Even though asbestos was largely banned in the U.S. in the 1970s and 1980s, the fibrous material which is linked to various lung ailments is often found in old homes and commercial buildings.
“We’re just hoping the asbestos isn’t in the ground,” said Johnson. “If it is we’ll remove the contaminated soil which will be taken to a certified landfill, then we’ll put clean fresh dirt back in its place.”
When clean up is completed, the site will have an NFA (No Further Action) attached to its deed indicating that the property can be used for commercial, civic, or recreational purposes.

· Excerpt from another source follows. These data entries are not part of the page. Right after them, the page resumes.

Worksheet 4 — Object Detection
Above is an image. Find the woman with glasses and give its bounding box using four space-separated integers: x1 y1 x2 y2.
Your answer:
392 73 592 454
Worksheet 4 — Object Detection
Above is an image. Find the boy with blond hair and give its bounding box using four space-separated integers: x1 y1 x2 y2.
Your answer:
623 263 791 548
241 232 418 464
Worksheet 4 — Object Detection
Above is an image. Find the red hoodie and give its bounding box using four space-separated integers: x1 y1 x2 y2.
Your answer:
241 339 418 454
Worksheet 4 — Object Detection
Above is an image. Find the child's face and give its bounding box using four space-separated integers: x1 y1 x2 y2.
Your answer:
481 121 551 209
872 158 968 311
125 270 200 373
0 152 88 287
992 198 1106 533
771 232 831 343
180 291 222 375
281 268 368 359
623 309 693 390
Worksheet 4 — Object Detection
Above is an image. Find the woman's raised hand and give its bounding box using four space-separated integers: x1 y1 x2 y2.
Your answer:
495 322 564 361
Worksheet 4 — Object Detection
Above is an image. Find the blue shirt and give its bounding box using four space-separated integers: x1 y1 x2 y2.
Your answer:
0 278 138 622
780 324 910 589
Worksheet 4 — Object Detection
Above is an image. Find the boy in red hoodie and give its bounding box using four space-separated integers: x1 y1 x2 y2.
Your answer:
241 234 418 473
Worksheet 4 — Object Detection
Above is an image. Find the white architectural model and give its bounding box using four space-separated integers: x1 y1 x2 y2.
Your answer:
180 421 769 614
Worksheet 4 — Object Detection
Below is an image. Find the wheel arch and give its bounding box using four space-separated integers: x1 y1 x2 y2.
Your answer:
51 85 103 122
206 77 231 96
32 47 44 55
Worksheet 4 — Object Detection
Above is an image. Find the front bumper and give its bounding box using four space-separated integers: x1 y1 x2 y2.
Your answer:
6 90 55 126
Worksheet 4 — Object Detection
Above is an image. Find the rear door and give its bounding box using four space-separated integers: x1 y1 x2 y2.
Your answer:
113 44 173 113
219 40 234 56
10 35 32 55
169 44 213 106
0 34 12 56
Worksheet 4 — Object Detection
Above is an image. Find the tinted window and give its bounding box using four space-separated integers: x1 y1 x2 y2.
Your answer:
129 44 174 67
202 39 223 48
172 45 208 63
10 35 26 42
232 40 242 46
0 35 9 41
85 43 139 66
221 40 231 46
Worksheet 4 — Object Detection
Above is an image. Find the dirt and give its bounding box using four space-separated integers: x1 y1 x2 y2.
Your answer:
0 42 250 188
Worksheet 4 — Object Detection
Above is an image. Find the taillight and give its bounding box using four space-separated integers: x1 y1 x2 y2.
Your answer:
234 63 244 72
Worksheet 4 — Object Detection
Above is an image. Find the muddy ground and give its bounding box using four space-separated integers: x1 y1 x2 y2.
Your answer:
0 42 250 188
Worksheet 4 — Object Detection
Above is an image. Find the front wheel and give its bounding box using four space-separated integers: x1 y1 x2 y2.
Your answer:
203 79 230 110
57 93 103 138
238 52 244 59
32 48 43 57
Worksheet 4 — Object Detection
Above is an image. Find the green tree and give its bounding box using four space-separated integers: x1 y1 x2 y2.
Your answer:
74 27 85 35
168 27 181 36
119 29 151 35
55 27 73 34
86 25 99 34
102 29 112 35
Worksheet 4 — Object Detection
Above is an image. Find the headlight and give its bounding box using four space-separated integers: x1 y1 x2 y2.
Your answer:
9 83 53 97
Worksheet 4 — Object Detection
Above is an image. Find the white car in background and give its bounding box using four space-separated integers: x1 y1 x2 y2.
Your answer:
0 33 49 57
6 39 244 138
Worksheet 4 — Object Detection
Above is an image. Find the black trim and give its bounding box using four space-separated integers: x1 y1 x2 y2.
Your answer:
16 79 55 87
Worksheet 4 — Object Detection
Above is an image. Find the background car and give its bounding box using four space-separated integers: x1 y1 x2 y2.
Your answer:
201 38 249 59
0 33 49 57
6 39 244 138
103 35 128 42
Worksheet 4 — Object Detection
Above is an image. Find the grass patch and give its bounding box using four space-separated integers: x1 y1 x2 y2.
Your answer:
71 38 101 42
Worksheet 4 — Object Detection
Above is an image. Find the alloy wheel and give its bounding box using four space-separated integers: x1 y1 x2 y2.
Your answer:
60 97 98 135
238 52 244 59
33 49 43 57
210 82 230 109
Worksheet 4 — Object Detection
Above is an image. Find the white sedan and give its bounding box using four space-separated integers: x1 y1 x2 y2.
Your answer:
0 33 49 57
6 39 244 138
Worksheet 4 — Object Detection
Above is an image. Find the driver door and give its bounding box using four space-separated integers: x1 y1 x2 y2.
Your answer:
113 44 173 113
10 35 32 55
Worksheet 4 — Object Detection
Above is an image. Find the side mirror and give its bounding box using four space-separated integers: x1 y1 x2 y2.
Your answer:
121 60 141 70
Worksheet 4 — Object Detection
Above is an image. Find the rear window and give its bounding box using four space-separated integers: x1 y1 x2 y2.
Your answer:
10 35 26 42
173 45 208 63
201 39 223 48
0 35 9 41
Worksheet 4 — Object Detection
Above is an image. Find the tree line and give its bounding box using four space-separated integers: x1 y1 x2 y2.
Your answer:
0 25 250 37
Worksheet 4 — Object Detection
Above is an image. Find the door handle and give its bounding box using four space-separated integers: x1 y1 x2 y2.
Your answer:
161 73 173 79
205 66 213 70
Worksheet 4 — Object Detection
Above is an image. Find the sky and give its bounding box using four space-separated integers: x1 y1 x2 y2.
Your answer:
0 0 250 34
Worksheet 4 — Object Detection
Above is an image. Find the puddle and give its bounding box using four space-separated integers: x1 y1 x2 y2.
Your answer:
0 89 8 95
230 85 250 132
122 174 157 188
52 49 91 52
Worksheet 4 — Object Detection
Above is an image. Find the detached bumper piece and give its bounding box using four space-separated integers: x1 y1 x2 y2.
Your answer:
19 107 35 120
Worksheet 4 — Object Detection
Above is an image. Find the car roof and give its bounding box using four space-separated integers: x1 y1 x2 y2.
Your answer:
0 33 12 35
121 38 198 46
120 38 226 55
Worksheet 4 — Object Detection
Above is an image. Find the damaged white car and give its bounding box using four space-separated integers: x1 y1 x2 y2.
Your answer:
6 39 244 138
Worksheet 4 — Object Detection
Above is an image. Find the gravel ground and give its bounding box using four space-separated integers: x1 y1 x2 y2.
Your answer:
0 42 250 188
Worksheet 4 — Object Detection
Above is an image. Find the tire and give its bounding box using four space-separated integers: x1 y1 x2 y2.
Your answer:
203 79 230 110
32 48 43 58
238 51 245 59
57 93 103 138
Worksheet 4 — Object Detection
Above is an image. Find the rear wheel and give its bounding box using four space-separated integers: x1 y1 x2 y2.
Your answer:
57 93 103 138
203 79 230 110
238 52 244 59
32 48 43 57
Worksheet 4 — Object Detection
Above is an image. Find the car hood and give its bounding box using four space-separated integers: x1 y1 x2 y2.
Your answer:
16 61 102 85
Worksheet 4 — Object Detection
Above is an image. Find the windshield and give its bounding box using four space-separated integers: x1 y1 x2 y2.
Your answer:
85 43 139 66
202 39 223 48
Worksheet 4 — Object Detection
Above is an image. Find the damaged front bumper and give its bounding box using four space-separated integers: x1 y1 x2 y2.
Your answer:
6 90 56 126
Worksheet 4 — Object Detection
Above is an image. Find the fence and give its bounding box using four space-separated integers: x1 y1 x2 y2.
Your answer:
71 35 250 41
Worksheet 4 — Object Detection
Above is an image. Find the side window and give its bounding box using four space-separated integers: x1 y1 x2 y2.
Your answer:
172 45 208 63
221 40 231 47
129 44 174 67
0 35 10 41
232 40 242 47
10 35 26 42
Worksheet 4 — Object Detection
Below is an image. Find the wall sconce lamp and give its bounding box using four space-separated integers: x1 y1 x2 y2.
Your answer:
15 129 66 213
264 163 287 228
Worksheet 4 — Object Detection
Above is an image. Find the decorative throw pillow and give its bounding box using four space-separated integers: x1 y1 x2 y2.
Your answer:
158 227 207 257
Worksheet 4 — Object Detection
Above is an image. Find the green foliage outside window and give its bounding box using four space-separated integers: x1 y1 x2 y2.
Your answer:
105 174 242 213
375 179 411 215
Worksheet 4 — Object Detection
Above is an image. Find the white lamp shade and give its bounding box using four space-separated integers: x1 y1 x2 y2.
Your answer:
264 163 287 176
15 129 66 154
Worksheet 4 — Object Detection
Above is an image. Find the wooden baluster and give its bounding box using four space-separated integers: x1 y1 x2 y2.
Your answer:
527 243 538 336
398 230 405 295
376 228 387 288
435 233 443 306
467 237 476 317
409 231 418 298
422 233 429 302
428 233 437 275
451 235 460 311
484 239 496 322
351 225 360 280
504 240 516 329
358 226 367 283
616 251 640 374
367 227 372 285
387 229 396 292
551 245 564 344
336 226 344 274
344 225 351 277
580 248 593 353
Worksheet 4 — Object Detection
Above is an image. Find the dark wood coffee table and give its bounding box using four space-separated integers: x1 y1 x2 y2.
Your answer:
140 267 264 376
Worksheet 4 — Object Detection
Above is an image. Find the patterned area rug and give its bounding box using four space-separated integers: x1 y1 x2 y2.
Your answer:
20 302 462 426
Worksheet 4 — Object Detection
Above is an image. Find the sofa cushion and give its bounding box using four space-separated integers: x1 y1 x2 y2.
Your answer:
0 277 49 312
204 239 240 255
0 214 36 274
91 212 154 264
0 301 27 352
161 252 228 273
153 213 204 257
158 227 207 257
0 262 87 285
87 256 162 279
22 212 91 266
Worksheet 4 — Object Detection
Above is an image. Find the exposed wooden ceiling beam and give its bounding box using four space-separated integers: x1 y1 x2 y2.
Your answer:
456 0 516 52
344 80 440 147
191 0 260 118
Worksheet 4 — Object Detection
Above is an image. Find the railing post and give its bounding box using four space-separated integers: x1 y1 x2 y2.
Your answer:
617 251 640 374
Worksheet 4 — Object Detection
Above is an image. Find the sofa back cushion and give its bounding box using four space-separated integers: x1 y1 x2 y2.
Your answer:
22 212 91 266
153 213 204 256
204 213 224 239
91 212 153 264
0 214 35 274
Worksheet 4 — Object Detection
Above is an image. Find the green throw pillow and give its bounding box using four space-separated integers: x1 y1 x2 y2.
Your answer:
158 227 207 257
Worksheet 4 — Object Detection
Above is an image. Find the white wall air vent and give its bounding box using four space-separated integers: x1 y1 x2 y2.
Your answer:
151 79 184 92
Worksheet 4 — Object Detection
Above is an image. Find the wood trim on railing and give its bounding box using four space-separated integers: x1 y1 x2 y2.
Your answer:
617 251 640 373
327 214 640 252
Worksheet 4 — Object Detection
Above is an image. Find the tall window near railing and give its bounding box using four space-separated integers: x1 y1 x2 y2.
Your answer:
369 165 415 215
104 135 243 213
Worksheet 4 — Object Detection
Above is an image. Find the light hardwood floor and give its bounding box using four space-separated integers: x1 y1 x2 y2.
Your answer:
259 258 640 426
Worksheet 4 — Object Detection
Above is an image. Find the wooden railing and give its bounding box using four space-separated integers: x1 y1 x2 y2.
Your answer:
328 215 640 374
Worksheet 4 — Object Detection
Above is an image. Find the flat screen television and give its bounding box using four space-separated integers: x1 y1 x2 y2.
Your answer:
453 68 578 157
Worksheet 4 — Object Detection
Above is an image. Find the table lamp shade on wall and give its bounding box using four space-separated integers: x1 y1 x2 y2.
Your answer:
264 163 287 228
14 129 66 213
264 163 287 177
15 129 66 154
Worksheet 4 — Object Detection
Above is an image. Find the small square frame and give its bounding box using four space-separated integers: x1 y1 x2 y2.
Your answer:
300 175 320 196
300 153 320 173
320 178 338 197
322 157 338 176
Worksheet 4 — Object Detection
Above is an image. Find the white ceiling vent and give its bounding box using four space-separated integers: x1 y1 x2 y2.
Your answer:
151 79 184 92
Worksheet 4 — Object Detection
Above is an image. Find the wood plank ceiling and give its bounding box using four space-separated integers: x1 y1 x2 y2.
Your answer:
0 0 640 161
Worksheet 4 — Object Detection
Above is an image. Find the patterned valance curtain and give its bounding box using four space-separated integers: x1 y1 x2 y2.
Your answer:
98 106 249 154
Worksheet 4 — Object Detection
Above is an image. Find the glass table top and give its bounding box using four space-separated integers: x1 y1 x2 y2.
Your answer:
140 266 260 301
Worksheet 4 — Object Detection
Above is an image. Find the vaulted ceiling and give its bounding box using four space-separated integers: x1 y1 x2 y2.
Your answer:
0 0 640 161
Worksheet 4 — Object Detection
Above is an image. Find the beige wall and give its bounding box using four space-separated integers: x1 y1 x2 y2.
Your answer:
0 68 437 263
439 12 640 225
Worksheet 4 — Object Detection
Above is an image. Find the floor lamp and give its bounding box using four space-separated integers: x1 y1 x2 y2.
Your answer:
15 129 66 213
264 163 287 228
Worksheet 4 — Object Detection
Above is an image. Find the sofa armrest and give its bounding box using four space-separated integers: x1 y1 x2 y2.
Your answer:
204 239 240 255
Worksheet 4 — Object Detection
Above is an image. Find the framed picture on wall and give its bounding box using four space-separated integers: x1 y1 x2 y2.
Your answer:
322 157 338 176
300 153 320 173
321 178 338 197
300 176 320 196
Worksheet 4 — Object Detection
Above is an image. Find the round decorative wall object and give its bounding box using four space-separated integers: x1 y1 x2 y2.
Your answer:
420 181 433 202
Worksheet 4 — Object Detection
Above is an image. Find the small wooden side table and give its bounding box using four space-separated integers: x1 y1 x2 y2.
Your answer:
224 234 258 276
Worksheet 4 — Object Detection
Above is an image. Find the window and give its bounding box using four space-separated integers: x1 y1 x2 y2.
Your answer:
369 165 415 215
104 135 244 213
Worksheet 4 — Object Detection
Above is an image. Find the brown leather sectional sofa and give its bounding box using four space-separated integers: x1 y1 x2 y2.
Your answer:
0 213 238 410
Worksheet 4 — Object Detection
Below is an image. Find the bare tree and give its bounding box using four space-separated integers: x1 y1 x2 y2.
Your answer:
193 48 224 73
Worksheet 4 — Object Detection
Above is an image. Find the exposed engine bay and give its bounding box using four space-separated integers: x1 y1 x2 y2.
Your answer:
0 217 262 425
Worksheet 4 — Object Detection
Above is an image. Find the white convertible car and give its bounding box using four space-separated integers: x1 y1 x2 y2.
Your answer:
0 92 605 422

Michael Weinstein, Regional Environmental Manager for Patriot Engineering and Environmental, Inc. was contracted to do the clean up at the BI-LO station. Weinstein’s group also did the clean up work at the Palmer’s Ashland site and the Darby property, both located on 2nd Street in Manchester.
Thus far, seven gas stations have been cleaned up in and around the Manchester area, including two non-commercial locations that previously were gas station sites.
Johnson said, private and public buildings constructed on former gas stations sites are eligible to participate in the clean-up program.
“Anyone who has a tank on their property can call the economic office and we’ll go out and take a look at it,” she said. “We always try to do that ahead of time so that we’ll have some idea what we’re walking into.”
Adams County’s participation in the Abandoned Gas Station Cleanup Grant Program was secured through the efforts of the Board of Adams County Commissioners, the Adams County Economic and Community Development Agency, and the Adams County Land Reutilization Bank.